# CMT318: Lab 1 - Python Fundamentals with Basic Text Processing (Autumn 2024)

This notebook will serve to practice important Python concepts together with some basic preprocessing techniques. It has been extracted from [UW's CSE 447 / CSE M 547 Project 0](https://drive.google.com/file/d/1hiZ278EJCRp0iJntYO4c2tyZOzI4SLSP/view) originally written by [Kabir Ahuja](https://kabirahuja2431.github.io/).

This noteboook covers basic python, such as:

* Basic Data Types
* Functions
* Containers or Data structures: Lists, Dictionaries, Sets, Tuples,
* Classes

Three exercises related to text preprocessing are also included. Each exercise grows in complexity. Students who are already familiar with Python can go straight to the exercises if they prefer.

**IMPORTANT: Save a copy of the notebook before working on it. You can also download it if you prefer**

### Basic data types

#### Numbers

Integers and floats work as you would expect from other languages:

In [None]:
x = 3
print(x, type(x))

In [None]:
print(x + 1)  # Addition
print(x - 1)  # Subtraction
print(x * 2)  # Multiplication
print(x**2)  # Exponentiation

In [None]:
x += 1
print(x)
x *= 2
print(x)

Note that unlike many languages, Python does not have unary increment (x++) or decrement (x--) operators.

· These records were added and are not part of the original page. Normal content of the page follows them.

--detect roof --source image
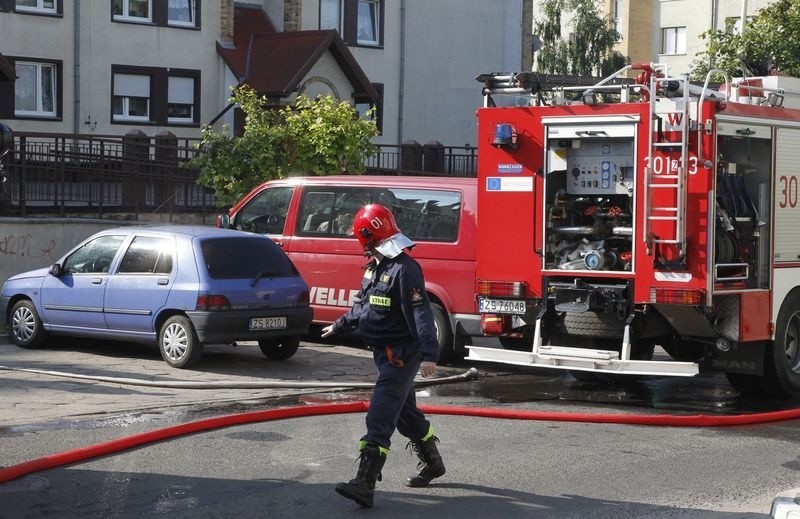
[259,175,478,189]
[96,224,261,238]
[0,54,17,81]
[217,5,379,102]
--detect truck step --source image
[467,346,700,377]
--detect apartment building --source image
[656,0,770,74]
[0,0,230,137]
[270,0,532,146]
[533,0,770,75]
[0,0,531,150]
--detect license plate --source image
[478,297,525,314]
[250,317,286,330]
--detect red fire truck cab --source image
[469,64,800,396]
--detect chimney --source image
[219,0,234,47]
[283,0,302,32]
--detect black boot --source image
[406,436,445,487]
[336,443,386,508]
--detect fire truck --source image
[468,63,800,397]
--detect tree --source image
[185,85,378,207]
[691,0,800,80]
[533,0,630,76]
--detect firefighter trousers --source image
[361,343,430,449]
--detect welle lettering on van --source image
[218,175,482,360]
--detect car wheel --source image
[258,337,300,360]
[158,315,203,368]
[8,299,47,348]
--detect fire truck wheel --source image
[431,303,455,364]
[561,312,625,338]
[764,292,800,397]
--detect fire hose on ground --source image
[0,366,800,483]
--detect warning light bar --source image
[650,288,705,306]
[475,279,525,298]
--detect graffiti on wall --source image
[0,234,57,261]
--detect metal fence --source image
[0,132,477,219]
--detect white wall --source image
[0,0,229,137]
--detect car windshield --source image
[200,237,298,279]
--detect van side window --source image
[297,191,334,234]
[296,186,461,242]
[297,188,374,238]
[233,186,294,234]
[390,189,461,242]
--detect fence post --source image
[122,130,150,220]
[153,131,178,223]
[400,140,422,175]
[422,141,444,173]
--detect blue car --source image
[0,225,312,368]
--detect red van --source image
[217,175,482,362]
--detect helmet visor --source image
[375,232,415,258]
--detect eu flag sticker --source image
[486,176,533,192]
[497,164,522,174]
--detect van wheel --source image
[8,299,47,348]
[258,337,300,360]
[158,315,203,368]
[431,303,455,364]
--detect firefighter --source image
[322,204,445,507]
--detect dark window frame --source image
[353,83,383,135]
[111,0,202,31]
[0,56,64,122]
[342,0,386,49]
[108,65,202,128]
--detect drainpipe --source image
[72,0,81,133]
[740,0,747,35]
[397,0,406,151]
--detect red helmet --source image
[353,204,400,250]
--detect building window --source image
[354,83,383,134]
[661,27,686,54]
[111,74,150,121]
[611,0,622,41]
[14,61,58,117]
[167,0,197,27]
[111,0,153,22]
[357,0,380,45]
[319,0,342,34]
[319,0,383,46]
[167,77,194,124]
[112,0,201,28]
[111,65,200,126]
[16,0,58,14]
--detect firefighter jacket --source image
[333,253,439,362]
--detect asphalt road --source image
[0,341,800,519]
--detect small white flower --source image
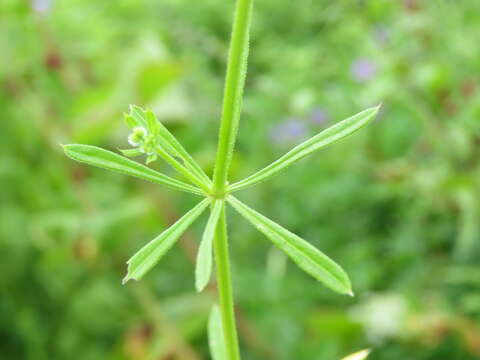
[128,126,147,146]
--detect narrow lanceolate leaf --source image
[123,199,210,284]
[342,349,370,360]
[130,105,211,186]
[195,200,224,292]
[63,144,202,195]
[208,305,227,360]
[227,195,353,295]
[230,106,380,191]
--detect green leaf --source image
[146,110,211,185]
[118,149,145,157]
[229,106,380,191]
[63,144,202,195]
[130,105,148,129]
[342,349,371,360]
[227,195,353,296]
[130,105,212,190]
[195,200,224,292]
[123,114,139,129]
[208,305,227,360]
[145,153,157,165]
[123,199,210,284]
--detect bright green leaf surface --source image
[208,305,227,360]
[195,200,224,292]
[342,349,370,360]
[123,199,210,284]
[63,144,202,195]
[230,106,380,191]
[227,195,352,295]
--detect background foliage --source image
[0,0,480,360]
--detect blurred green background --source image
[0,0,480,360]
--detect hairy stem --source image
[213,0,253,196]
[214,207,240,360]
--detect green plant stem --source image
[213,0,253,197]
[214,207,240,360]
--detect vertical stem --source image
[213,0,253,195]
[214,207,240,360]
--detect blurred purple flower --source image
[32,0,52,14]
[373,25,390,46]
[270,118,308,145]
[350,58,377,82]
[310,108,330,125]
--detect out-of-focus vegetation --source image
[0,0,480,360]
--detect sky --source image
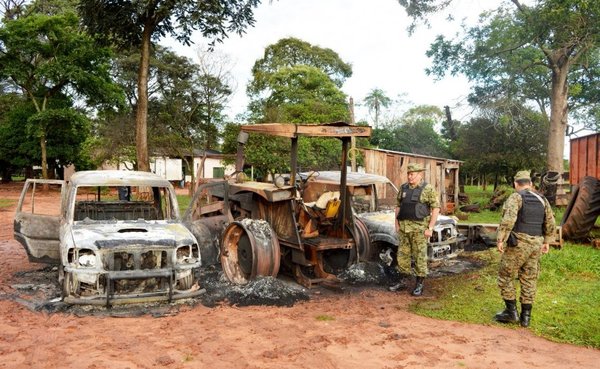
[163,0,500,124]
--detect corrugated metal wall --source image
[569,133,600,185]
[364,149,460,214]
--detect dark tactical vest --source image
[397,182,431,220]
[513,190,545,236]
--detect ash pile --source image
[338,261,400,286]
[199,267,309,307]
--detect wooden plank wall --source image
[569,133,600,185]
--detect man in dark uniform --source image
[494,170,556,327]
[389,163,440,296]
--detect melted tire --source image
[221,219,281,284]
[561,176,600,240]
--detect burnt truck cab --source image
[301,171,466,262]
[14,171,201,306]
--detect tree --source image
[247,37,352,96]
[364,88,392,128]
[371,105,448,157]
[79,0,260,171]
[399,0,600,178]
[456,103,548,186]
[239,39,352,175]
[0,11,120,178]
[95,47,232,190]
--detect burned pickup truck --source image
[14,171,201,306]
[300,171,467,262]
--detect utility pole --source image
[348,97,356,172]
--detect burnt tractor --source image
[184,122,371,287]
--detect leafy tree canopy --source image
[456,103,548,183]
[364,88,392,127]
[247,37,352,95]
[400,0,600,173]
[79,0,260,171]
[0,8,121,178]
[371,105,449,157]
[237,38,352,178]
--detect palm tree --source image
[363,88,392,128]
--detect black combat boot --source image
[494,300,519,323]
[521,304,531,328]
[411,277,425,296]
[388,274,407,292]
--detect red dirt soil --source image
[0,184,600,369]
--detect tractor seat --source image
[304,191,341,219]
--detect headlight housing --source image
[77,249,96,268]
[175,244,199,264]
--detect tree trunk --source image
[548,63,569,174]
[40,132,48,179]
[135,25,152,172]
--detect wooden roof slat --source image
[241,122,371,138]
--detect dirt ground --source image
[0,185,600,369]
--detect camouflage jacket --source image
[396,183,440,232]
[497,190,556,243]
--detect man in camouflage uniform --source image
[494,170,555,327]
[389,163,440,296]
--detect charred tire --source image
[561,176,600,239]
[372,241,398,267]
[322,227,358,274]
[221,219,281,284]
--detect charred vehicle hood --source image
[71,222,197,250]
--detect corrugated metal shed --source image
[569,133,600,185]
[364,149,462,214]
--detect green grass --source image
[410,243,600,348]
[410,186,600,348]
[461,186,568,224]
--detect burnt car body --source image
[301,171,466,262]
[14,171,201,306]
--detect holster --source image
[506,231,519,247]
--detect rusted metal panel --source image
[364,149,461,213]
[569,133,600,185]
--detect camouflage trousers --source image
[397,231,428,277]
[498,237,543,304]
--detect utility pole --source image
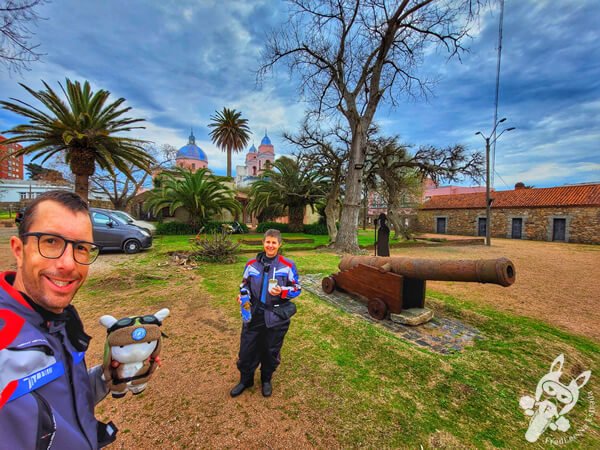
[475,117,515,246]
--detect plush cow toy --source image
[100,308,169,398]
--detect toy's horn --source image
[100,314,117,329]
[154,308,171,323]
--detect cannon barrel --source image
[339,255,516,286]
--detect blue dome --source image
[260,133,272,145]
[175,130,208,163]
[176,144,208,162]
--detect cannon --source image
[321,256,516,320]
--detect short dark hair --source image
[263,228,282,244]
[19,190,89,238]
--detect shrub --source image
[156,222,198,235]
[256,222,290,233]
[202,220,248,234]
[190,232,240,264]
[304,222,329,235]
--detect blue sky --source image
[0,0,600,189]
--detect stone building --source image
[417,183,600,244]
[235,131,275,187]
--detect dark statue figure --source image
[376,213,390,256]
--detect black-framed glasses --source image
[108,315,162,333]
[21,232,100,266]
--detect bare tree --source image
[0,0,45,72]
[90,144,177,210]
[366,136,484,237]
[259,0,486,252]
[283,118,349,243]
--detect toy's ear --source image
[550,353,565,372]
[575,370,592,389]
[154,308,171,323]
[100,314,117,328]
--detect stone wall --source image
[417,206,600,244]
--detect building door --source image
[435,217,446,234]
[552,219,567,241]
[477,217,487,236]
[510,217,523,239]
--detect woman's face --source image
[263,236,281,258]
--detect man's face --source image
[10,200,93,313]
[263,236,281,258]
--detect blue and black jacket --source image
[0,272,112,450]
[242,252,302,328]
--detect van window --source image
[92,212,112,225]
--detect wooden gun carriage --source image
[321,256,516,320]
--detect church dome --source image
[175,131,208,162]
[260,133,272,145]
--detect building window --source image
[477,217,487,236]
[435,217,447,234]
[552,219,567,242]
[510,217,523,239]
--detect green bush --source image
[156,222,198,235]
[202,220,248,233]
[191,231,241,264]
[304,222,329,235]
[256,222,290,233]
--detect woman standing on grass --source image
[230,230,301,397]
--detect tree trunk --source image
[387,200,404,239]
[288,206,304,233]
[334,130,367,253]
[69,148,96,202]
[325,185,340,244]
[227,148,231,177]
[75,175,90,203]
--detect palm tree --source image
[0,79,154,200]
[208,108,250,177]
[146,167,241,230]
[249,156,326,232]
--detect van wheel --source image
[123,239,142,254]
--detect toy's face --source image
[542,380,573,405]
[111,341,158,364]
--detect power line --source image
[491,0,504,186]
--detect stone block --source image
[390,308,433,326]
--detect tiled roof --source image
[422,184,600,209]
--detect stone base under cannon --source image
[321,255,516,323]
[322,264,433,325]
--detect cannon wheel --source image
[367,298,388,320]
[321,277,335,294]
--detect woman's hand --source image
[269,285,281,296]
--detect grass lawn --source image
[79,237,600,449]
[156,229,402,254]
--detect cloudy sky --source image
[0,0,600,190]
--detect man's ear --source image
[10,236,23,267]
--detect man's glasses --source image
[108,315,162,333]
[21,233,100,266]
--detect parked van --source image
[90,208,152,253]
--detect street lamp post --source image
[475,117,515,246]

Python also has built-in types for long integers and complex numbers; you can find all of the details in the [documentation](https://docs.python.org/3.7/library/stdtypes.html#numeric-types-int-float-long-complex).

#### Booleans

Python implements all of the usual operators for Boolean logic, but uses English words rather than symbols (`&&`, `||`, etc.):

In [None]:
t, f = True, False
print(type(t))

Now we let's look at the operations:

In [None]:
print(t and f)  # Logical AND;
print(t or f)  # Logical OR;
print(not t)  # Logical NOT;
print(t != f)  # Logical XOR;

#### Strings

In [None]:
hello = "hello"  # String literals can use single quotes
world = "world"  # or double quotes; it does not matter
print(hello, len(hello))

In [None]:
hw = hello + " " + world  # String concatenation
print(hw)

In [None]:
hw12 = f"{hello} {world} {12}"  # string formatting
print(hw12)

String objects have a bunch of useful methods; for example:

In [None]:
s = "hello"
print(s.capitalize())  # Capitalize a string
print(s.upper())  # Convert a string to uppercase; prints "HELLO"
print(s.rjust(7))  # Right-justify a string, padding with spaces
print(s.center(7))  # Center a string, padding with spaces
print(s.replace("l", "(ell)"))  # Replace all instances of one substring with another
print("  world ".strip())  # Strip leading and trailing whitespace

You can find a list of all string methods in the [documentation](https://docs.python.org/3.7/library/stdtypes.html#string-methods).

### Functions

Python functions are defined using the `def` keyword. For example:

In [None]:
def sign(x):
    if x > 0:
        return "positive"
    elif x < 0:
        return "negative"
    else:
        return "zero"


print(sign(3))
print(sign(-3))
print(sign(0))

positive
negative
zero


We will often define functions to take optional keyword arguments, like this:

In [None]:
def hello(name, loud=False):
    if loud:
        print(f"HELLO, {name.upper()}")
    else:
        print(f"Hello, {name}!")


hello("Bob")
hello("Fred", loud=True)

Hello, Bob!
HELLO, FRED


### Exercise 1: Basic Text Processing Using String Methods (Level 1)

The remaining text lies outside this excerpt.